-
News files are xml files stored within zip files.
-
The zip file paths are referenced via an auto-generated html file that resides on a server (http://feed.omgili.com/5Rh5AMTrc4Pv/mainstream/posts/).
-
The files are named with millisecond resolution unix timestamp followed by '.zip'.
-
The zip files contain .xml files which are named with an md5 hash of the file contents.
-
Zip files appear to be added every few minutes, and some kind of rotation is deleting files that are more than about four days old.
-
The requirements state that the xml should be posted (un-parsed) to a redis list, therefore, a seperate redis set will be used to store names of xml files already read, as well as zip files already downloaded/processed. (Note: I haven't examined the data to determine whether there's any danger of xml files being repeated across zip files... it seems not, as I count 26479 in the test xml files and the same number of records end up in the xml file set in redis.) So the step of storing the xml files in a set is likely unnecessary.
-
Rather than implement unit testing of the code (which feels a bit OTT for this exercise), testing will be done using a subset of files already downloaded and included (due to the file rotation on the server, specific files cannot be relied upon to be available over time).

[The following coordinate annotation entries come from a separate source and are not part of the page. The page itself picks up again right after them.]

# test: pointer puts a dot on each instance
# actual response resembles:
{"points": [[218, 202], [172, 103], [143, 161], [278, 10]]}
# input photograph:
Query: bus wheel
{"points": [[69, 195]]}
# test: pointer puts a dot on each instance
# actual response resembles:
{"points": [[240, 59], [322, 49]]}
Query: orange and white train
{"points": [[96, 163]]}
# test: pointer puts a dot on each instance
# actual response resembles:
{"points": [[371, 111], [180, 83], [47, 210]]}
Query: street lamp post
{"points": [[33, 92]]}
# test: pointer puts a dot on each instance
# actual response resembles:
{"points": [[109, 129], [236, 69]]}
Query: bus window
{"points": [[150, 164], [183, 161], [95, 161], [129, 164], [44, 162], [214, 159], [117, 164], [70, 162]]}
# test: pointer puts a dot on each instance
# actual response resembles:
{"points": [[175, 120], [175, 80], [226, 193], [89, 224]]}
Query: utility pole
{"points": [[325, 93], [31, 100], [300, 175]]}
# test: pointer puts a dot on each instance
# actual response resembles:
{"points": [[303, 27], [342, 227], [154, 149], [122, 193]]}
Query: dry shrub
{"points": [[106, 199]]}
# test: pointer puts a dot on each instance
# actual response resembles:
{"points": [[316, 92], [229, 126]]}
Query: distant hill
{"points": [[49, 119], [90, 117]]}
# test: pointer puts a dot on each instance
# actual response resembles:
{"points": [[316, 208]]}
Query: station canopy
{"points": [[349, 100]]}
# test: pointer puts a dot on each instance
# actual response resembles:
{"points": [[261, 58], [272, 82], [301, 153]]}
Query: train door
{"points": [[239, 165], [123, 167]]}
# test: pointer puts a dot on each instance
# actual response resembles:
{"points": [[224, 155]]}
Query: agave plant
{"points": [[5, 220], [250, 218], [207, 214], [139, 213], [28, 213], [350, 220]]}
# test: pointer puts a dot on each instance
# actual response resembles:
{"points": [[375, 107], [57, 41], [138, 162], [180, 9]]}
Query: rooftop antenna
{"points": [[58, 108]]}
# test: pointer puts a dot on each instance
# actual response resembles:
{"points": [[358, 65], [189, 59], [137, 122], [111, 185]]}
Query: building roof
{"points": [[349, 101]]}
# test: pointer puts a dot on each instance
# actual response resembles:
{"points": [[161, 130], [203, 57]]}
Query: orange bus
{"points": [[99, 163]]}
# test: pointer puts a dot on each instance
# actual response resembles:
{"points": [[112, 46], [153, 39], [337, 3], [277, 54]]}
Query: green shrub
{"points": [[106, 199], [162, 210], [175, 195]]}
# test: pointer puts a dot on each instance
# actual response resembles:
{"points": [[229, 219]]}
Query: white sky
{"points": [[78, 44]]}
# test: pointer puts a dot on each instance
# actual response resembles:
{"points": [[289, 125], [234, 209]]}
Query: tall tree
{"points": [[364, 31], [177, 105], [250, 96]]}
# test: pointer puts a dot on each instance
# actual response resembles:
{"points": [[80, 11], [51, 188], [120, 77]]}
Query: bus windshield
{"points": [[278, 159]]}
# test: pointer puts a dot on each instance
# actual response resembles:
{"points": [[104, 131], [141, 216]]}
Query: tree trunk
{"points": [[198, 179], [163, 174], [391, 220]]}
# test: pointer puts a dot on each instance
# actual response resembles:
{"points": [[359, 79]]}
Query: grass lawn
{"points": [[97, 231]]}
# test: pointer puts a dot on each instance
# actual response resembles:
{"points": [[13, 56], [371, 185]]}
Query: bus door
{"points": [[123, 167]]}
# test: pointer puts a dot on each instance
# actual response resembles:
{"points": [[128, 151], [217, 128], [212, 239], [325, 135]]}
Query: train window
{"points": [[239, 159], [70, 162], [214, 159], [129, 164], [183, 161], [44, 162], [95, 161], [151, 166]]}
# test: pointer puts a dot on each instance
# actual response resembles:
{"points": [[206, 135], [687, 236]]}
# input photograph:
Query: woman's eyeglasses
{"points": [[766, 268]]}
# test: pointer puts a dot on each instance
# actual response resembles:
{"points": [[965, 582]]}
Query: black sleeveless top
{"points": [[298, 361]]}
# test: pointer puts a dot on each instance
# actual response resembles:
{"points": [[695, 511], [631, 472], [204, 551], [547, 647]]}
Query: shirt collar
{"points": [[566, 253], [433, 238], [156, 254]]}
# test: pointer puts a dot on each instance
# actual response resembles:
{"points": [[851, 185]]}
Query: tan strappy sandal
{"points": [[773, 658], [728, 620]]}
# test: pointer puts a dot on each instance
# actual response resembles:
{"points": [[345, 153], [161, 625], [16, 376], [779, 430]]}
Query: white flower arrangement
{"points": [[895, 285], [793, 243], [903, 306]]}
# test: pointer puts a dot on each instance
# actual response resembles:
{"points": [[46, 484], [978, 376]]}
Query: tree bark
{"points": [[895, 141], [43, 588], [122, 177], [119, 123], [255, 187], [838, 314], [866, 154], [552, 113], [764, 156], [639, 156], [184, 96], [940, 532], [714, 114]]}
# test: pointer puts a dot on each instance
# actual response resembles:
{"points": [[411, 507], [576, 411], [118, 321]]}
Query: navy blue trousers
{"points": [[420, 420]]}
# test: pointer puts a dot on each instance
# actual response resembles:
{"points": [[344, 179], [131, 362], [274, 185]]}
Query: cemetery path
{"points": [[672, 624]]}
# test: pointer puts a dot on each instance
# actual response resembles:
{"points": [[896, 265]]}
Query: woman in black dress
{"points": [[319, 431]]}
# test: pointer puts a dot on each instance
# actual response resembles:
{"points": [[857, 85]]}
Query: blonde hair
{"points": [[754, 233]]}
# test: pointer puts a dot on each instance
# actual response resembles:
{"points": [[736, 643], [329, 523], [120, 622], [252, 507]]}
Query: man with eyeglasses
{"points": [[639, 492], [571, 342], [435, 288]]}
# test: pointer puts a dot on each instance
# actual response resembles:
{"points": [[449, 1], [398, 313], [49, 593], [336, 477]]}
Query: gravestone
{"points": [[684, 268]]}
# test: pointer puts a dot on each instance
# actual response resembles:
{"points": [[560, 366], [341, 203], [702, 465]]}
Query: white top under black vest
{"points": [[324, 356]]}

Using the test_config hash, the script can be run locally and verified by looking in redis.
-
Processed xml files can be removed. Processed zip files can be moved to a separate directory. If required, another cron job could come along periodically and clean up this directory, perhaps deleting files that are more than a week old (in order to keep them around in case problems are discovered).
-
In production, strategies (replication/backups/etc) should be considered to ensure Redis data durability, as we are relying on this as a datastore, depending on requirements and whether we can recover from momentary data loss, etc. With reliable error capturing and monitoring this should not prove to be a problem.
I'm using Ruby 2.2.2 for this exercise, and creating a script which could be run as a cron job (suggest at least daily, if not every few minutes, to catch new zip files).
I'm also using Redis version 2.8.17, which I happened to have installed.